Rattlesnake Rodeo and Risking Fanged Death for a Novel Thriller Idea

Rattlesnake Rodeo by Nick Kolakowski is the second book in Nick's Boise Longpig Hunting Club series from Down & Out Books. Read on for how a hike Nick took in eastern Oregon provided inspiration for his latest book.

It’s easy to panic when you realize that a five-foot rattlesnake is swimming a few feet away from you.

My wife and I had agreed to let a good friend of ours take us on a hike through the wilds of eastern Oregon. The hike itself, we’d been assured as we loaded up the SUV with water, provisions, and a very friendly dog, was an easy one—no more than a mile along a well-defined trail, with a famous hot spring to plunge into at the very end.

In order to reach the hiking trail, we took Highway 95 to the flyspeck town of Jordan Valley, near the Idaho-Oregon border. From there, we turned onto a dirt road for another thirty miles of bumpy driving, until we arrived at the Owyhee Canyon rim, where rocky switchbacks led to the valley floor far below. This was the height of summer, and we could feel the day’s rising heat pushing against the SUV’s windows.
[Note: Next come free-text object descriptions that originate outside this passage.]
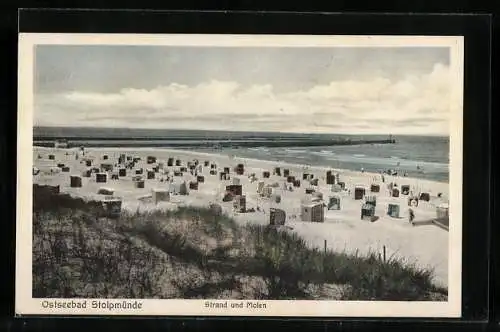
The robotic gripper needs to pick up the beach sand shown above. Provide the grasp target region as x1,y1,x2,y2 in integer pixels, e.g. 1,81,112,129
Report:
33,147,449,287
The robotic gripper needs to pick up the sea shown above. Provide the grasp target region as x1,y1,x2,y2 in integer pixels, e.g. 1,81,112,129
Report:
33,127,450,183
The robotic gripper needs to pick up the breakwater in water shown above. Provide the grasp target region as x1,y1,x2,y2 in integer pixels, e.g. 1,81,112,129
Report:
33,137,396,148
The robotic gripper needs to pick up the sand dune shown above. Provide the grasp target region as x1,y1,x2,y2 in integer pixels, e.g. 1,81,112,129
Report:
33,147,448,286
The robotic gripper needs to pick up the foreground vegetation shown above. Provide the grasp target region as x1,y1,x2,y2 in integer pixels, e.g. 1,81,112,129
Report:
33,189,447,301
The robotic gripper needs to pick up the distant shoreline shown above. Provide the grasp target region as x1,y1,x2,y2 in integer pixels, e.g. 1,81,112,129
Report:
34,146,449,186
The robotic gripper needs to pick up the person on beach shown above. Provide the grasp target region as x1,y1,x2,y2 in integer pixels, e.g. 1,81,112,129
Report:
408,209,415,223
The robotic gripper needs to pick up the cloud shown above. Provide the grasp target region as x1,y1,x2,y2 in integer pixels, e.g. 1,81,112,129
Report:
35,63,451,135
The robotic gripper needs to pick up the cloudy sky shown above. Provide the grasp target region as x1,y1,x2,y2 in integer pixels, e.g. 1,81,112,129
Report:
34,45,450,135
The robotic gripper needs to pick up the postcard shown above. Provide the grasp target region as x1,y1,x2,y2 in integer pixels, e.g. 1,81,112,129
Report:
16,34,464,318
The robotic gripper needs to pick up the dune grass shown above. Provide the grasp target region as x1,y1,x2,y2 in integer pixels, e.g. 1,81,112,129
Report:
33,189,447,301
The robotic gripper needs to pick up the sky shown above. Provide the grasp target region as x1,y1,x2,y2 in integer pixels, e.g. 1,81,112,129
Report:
34,45,451,135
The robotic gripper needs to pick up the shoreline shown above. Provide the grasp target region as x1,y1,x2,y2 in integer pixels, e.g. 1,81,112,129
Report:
33,146,449,191
33,147,449,287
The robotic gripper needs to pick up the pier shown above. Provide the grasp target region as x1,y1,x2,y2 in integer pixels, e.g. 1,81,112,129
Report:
33,137,396,148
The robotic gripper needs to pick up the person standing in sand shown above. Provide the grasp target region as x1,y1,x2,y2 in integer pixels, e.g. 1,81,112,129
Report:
408,208,415,223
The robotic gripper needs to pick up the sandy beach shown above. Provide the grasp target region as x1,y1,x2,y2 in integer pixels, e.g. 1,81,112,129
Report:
33,147,448,286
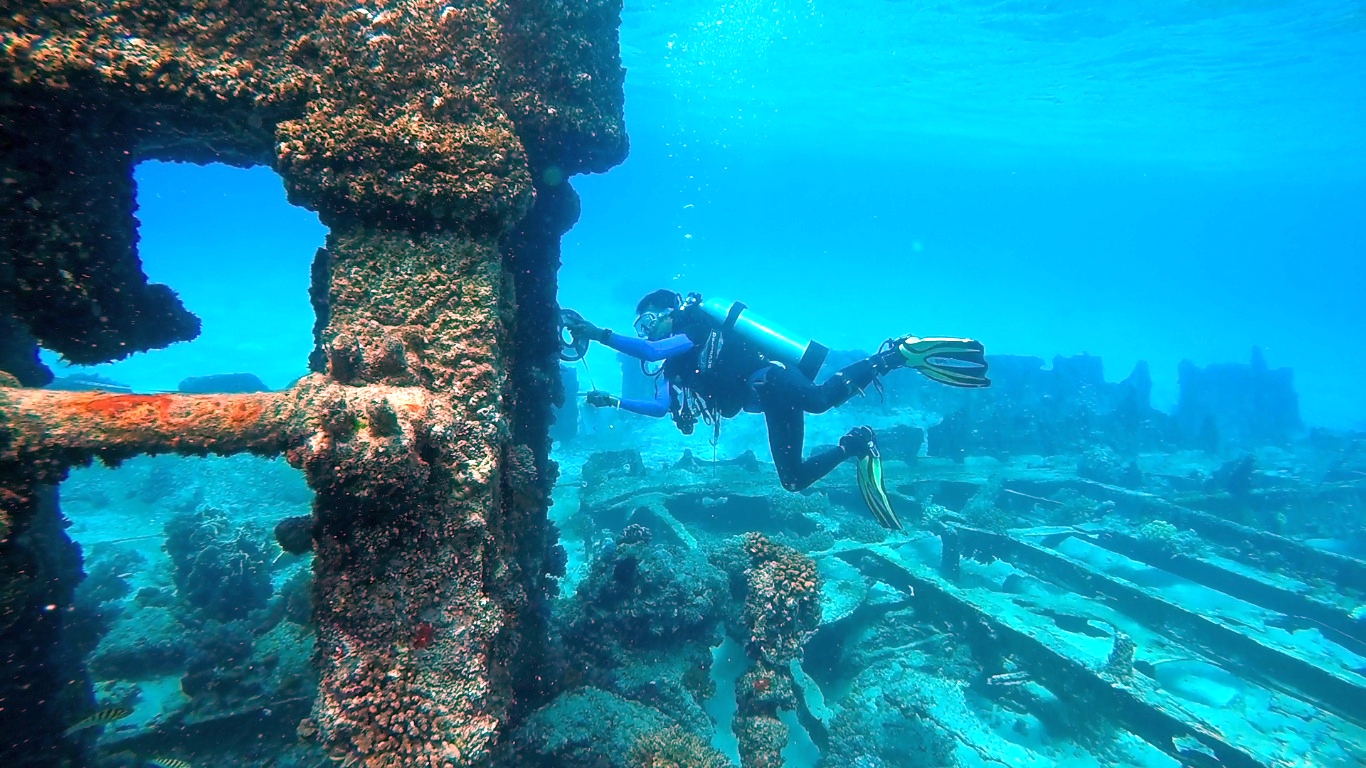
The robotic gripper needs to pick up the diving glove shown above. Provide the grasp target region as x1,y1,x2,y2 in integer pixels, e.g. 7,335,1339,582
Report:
583,389,622,409
884,336,992,388
840,426,902,530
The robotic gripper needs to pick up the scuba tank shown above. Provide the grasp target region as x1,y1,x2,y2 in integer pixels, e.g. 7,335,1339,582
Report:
688,294,831,380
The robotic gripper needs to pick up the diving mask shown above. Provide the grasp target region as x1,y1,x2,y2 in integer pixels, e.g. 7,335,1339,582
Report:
634,309,673,339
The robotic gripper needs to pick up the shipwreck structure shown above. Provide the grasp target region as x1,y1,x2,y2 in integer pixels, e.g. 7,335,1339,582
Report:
0,0,627,765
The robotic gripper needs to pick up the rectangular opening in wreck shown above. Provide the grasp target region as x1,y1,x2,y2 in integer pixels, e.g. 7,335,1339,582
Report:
44,161,326,392
42,163,326,752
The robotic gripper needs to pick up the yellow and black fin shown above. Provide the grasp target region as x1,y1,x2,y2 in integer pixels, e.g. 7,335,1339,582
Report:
855,452,902,530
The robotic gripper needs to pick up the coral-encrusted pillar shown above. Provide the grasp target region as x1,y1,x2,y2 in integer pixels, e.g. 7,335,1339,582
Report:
0,0,626,767
290,225,519,765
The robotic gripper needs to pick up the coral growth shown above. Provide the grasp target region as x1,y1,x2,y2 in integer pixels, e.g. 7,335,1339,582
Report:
0,0,626,765
563,526,727,731
505,687,671,768
165,510,273,622
631,726,731,768
742,533,821,664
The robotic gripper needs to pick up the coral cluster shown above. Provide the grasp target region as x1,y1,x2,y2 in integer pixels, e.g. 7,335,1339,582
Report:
563,526,728,732
631,726,731,768
743,533,821,664
165,510,273,622
0,0,626,764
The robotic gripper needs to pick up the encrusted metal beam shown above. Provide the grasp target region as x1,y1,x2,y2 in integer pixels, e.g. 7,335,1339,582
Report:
840,548,1272,768
958,526,1366,723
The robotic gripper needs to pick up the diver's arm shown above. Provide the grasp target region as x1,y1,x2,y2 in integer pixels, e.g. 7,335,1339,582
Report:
616,395,669,418
598,331,693,360
587,380,669,418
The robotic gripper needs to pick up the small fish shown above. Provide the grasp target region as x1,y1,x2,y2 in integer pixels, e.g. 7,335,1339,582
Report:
986,671,1029,686
61,707,133,737
1172,735,1223,765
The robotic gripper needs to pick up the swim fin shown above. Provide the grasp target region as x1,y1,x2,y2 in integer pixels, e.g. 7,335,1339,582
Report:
893,336,992,388
840,426,902,530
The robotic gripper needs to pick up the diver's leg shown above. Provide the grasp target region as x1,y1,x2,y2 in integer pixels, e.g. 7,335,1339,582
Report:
764,407,848,491
758,368,847,491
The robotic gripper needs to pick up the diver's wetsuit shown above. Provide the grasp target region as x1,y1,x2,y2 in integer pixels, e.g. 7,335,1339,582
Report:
604,316,877,491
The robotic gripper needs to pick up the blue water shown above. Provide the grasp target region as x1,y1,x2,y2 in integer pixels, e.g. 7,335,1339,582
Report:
48,0,1366,428
29,0,1366,768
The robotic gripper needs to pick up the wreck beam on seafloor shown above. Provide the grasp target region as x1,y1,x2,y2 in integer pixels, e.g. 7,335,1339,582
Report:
0,0,627,767
956,526,1366,724
840,548,1272,768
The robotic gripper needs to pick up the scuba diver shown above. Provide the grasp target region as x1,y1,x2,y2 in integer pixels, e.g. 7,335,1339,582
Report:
561,290,990,530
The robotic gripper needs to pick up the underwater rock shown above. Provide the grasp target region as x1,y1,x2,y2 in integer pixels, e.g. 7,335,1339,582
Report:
1175,348,1305,452
275,515,313,555
1076,445,1143,488
176,373,270,395
550,365,579,445
564,526,728,658
631,726,731,768
0,477,90,764
0,0,627,764
165,510,273,622
76,545,148,605
561,526,728,734
90,607,193,681
579,448,645,493
511,687,673,768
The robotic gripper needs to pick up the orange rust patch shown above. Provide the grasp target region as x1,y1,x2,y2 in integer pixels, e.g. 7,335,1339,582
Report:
227,400,261,426
81,395,172,421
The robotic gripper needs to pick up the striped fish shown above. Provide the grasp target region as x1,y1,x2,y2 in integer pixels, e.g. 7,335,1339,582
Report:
61,707,133,737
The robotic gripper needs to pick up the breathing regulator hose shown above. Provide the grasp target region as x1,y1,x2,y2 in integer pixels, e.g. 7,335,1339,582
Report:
560,309,590,362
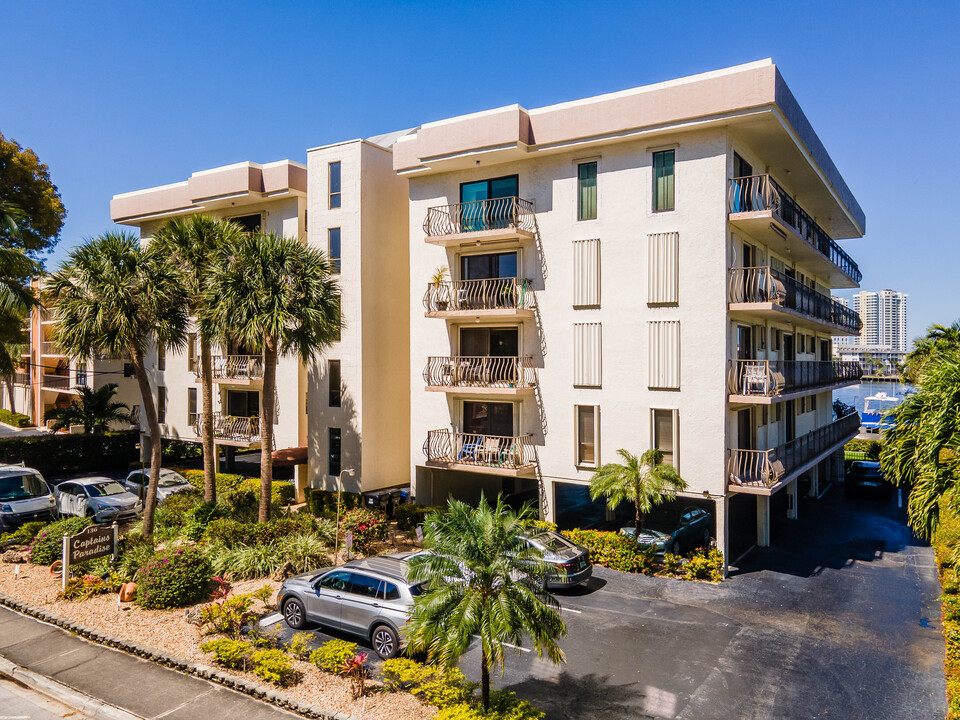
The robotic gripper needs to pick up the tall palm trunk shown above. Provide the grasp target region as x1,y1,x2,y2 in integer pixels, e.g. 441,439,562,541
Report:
130,347,163,544
200,335,217,503
257,335,277,522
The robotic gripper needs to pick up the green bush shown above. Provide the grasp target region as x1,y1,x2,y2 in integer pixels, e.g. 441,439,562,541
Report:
0,430,140,475
253,650,297,687
0,408,33,427
30,517,93,565
136,548,213,609
310,640,359,675
200,638,253,670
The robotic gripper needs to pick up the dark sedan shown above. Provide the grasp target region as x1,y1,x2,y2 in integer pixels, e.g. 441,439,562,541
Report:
620,505,712,555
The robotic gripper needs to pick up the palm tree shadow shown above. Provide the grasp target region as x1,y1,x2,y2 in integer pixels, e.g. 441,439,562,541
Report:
504,672,652,720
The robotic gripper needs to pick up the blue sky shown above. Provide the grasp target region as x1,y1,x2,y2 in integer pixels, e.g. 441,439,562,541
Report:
0,0,960,335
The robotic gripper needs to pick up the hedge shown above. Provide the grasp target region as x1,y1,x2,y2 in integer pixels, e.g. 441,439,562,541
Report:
0,430,140,476
0,408,33,427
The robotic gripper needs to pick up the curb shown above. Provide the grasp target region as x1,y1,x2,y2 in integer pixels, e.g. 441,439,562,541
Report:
0,593,361,720
0,657,143,720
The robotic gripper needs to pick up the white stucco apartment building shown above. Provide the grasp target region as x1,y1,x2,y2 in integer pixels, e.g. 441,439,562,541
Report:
111,147,409,500
393,61,865,558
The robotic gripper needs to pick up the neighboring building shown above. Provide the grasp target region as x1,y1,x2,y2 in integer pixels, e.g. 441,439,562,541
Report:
394,61,865,558
111,148,409,492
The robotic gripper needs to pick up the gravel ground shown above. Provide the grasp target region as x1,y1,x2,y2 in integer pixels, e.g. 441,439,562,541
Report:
0,564,436,720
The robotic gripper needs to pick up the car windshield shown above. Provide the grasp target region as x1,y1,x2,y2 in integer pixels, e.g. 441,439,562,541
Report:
0,473,50,502
84,480,126,497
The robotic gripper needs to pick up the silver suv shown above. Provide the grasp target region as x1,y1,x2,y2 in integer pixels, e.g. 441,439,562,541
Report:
278,553,424,659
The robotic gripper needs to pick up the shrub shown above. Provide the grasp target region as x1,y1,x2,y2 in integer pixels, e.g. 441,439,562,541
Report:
340,508,387,555
200,638,253,670
30,517,93,565
253,650,297,687
310,640,358,675
0,408,33,427
136,548,213,609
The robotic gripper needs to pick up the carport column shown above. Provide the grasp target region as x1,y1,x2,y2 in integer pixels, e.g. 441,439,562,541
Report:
757,495,770,547
787,478,800,520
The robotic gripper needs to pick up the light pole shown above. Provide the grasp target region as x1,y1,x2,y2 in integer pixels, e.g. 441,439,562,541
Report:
333,468,356,563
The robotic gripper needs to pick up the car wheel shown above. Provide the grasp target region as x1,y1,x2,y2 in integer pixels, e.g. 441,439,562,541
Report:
283,598,307,630
370,625,400,660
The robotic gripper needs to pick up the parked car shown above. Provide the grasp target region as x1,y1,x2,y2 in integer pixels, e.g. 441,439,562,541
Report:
0,465,57,533
620,505,711,555
844,460,893,500
122,468,193,502
525,530,593,590
54,477,143,523
277,553,425,659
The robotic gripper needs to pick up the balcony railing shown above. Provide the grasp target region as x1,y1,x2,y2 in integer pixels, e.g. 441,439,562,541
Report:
43,373,70,390
423,430,535,470
423,355,537,388
727,267,863,333
727,360,863,397
423,197,536,237
727,175,863,284
193,412,260,443
423,278,536,312
193,355,263,380
729,412,860,488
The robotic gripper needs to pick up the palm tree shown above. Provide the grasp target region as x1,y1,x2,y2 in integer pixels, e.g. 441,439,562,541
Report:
880,346,960,539
43,383,132,433
590,448,687,540
405,496,567,710
199,232,341,522
152,215,242,503
44,232,187,542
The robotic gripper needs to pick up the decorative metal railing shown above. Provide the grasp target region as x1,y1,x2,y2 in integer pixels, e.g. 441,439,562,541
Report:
727,175,863,283
43,373,70,390
728,412,860,487
423,197,537,237
193,412,260,443
423,430,536,470
727,267,863,333
423,278,537,312
423,355,537,388
193,355,263,380
727,360,863,397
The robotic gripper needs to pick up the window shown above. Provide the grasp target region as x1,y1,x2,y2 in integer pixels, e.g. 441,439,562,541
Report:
327,360,341,407
328,160,340,210
576,405,600,467
653,150,674,212
327,228,340,275
650,410,680,468
327,428,340,475
187,388,197,425
577,162,597,220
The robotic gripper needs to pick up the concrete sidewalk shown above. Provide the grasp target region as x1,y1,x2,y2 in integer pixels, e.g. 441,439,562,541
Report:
0,607,299,720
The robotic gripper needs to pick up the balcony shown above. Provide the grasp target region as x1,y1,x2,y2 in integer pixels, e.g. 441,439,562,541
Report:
727,360,863,405
728,412,860,495
423,355,537,395
727,267,863,335
193,412,260,447
193,355,263,385
423,197,537,247
423,430,536,477
727,175,863,288
423,278,537,319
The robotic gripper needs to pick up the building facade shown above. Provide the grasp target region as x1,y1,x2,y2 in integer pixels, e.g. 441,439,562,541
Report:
394,61,865,568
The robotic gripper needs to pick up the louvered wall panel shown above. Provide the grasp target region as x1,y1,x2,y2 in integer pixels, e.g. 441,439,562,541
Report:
647,320,680,390
573,240,600,307
573,323,603,387
647,233,680,305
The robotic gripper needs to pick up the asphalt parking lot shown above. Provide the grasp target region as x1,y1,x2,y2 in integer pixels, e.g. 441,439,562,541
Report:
268,486,946,720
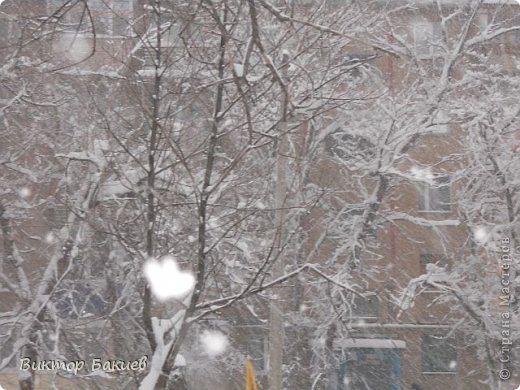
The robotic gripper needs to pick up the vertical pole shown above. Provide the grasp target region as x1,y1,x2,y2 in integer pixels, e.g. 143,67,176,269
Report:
269,51,289,390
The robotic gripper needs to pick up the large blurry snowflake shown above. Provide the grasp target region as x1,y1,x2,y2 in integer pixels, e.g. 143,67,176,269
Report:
200,330,228,356
143,256,195,301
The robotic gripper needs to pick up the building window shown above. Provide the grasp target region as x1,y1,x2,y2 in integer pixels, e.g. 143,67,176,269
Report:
421,253,448,272
349,293,379,320
247,330,267,372
421,335,457,373
428,110,450,134
413,21,442,59
419,176,451,212
49,0,133,37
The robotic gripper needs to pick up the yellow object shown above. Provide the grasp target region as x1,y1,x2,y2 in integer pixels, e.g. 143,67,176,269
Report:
246,356,258,390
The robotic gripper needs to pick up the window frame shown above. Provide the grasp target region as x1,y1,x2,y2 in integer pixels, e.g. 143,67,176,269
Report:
412,20,442,60
421,334,458,375
417,175,452,214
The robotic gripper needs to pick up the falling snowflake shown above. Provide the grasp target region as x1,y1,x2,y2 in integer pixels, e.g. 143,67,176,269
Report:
45,232,54,244
18,187,31,199
143,256,195,301
200,330,229,356
473,226,489,244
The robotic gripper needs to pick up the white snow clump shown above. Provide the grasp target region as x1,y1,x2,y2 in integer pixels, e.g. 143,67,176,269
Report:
143,256,195,301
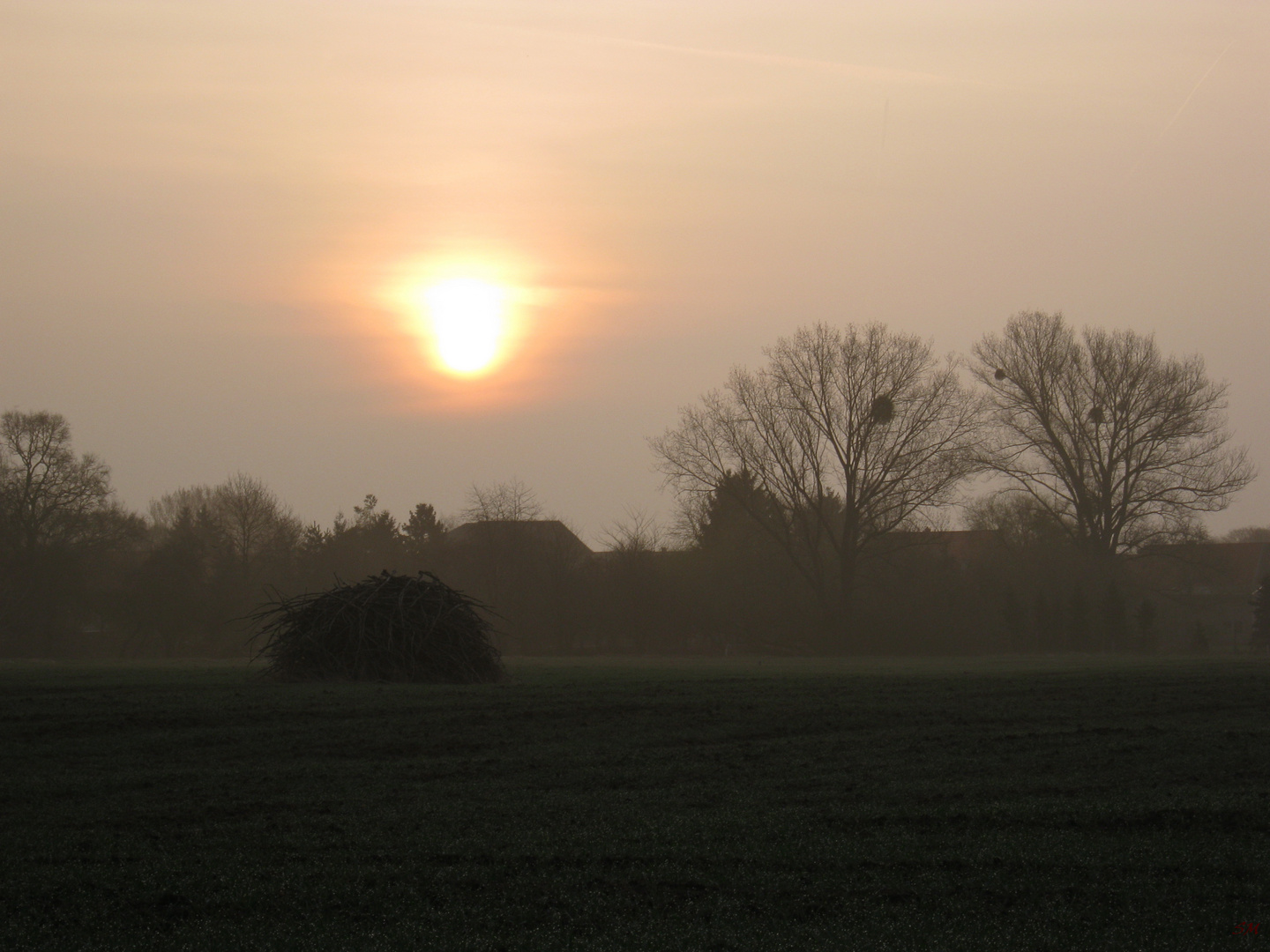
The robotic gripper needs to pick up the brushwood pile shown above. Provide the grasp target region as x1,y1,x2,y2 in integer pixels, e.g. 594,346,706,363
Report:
253,571,503,684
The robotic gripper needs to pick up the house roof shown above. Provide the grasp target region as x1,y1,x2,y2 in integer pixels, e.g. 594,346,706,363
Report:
445,519,594,559
880,529,1005,562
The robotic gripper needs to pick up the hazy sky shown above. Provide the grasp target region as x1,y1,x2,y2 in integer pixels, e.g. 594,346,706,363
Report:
0,0,1270,543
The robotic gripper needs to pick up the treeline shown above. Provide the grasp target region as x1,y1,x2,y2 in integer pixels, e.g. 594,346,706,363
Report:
0,314,1252,658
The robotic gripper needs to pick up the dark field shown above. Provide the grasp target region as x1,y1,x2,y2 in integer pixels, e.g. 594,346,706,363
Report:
0,660,1270,951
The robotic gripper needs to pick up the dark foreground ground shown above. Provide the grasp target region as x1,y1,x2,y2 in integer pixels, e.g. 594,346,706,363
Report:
0,660,1270,952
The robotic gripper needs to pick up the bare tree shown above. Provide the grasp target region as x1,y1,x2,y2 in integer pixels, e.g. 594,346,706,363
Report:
213,472,300,576
650,324,979,636
601,505,667,554
459,479,542,522
0,410,113,551
973,312,1253,554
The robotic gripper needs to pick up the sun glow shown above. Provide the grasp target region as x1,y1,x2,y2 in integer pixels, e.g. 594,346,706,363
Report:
423,278,508,377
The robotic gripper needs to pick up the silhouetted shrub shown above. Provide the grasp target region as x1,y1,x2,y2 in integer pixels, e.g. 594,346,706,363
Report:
251,571,503,684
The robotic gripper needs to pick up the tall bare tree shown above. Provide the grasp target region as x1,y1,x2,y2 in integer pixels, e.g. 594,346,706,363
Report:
459,479,542,522
0,410,112,551
650,324,979,636
213,472,302,577
973,312,1253,554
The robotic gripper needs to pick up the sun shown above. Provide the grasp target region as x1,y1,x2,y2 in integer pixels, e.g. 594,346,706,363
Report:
423,278,508,377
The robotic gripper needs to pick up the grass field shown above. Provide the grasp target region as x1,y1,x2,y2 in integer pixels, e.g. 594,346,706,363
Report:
0,658,1270,952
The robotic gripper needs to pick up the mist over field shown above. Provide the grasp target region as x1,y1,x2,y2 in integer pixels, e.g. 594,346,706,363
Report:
0,0,1270,952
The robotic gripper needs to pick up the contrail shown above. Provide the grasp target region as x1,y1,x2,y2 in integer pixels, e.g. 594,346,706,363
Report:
1155,37,1238,142
500,26,965,85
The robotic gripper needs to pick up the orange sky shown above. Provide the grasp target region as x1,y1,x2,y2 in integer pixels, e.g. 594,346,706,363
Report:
0,0,1270,540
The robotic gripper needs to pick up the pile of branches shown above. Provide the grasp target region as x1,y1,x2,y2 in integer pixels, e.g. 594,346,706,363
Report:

If this sounds like the setup for one of those rural crime thrillers where people end up running for their lives through the wilderness, rest assured that I had that exact thought. My previous book, Boise Longpig Hunting Club, featured bounty hunter Jake Halligan and his arms-dealer sister Frankie doing their best to evade a sinister group of hunters (all millionaires and billionaires) in a thinly fictionalized version of Idaho’s Silver Valley.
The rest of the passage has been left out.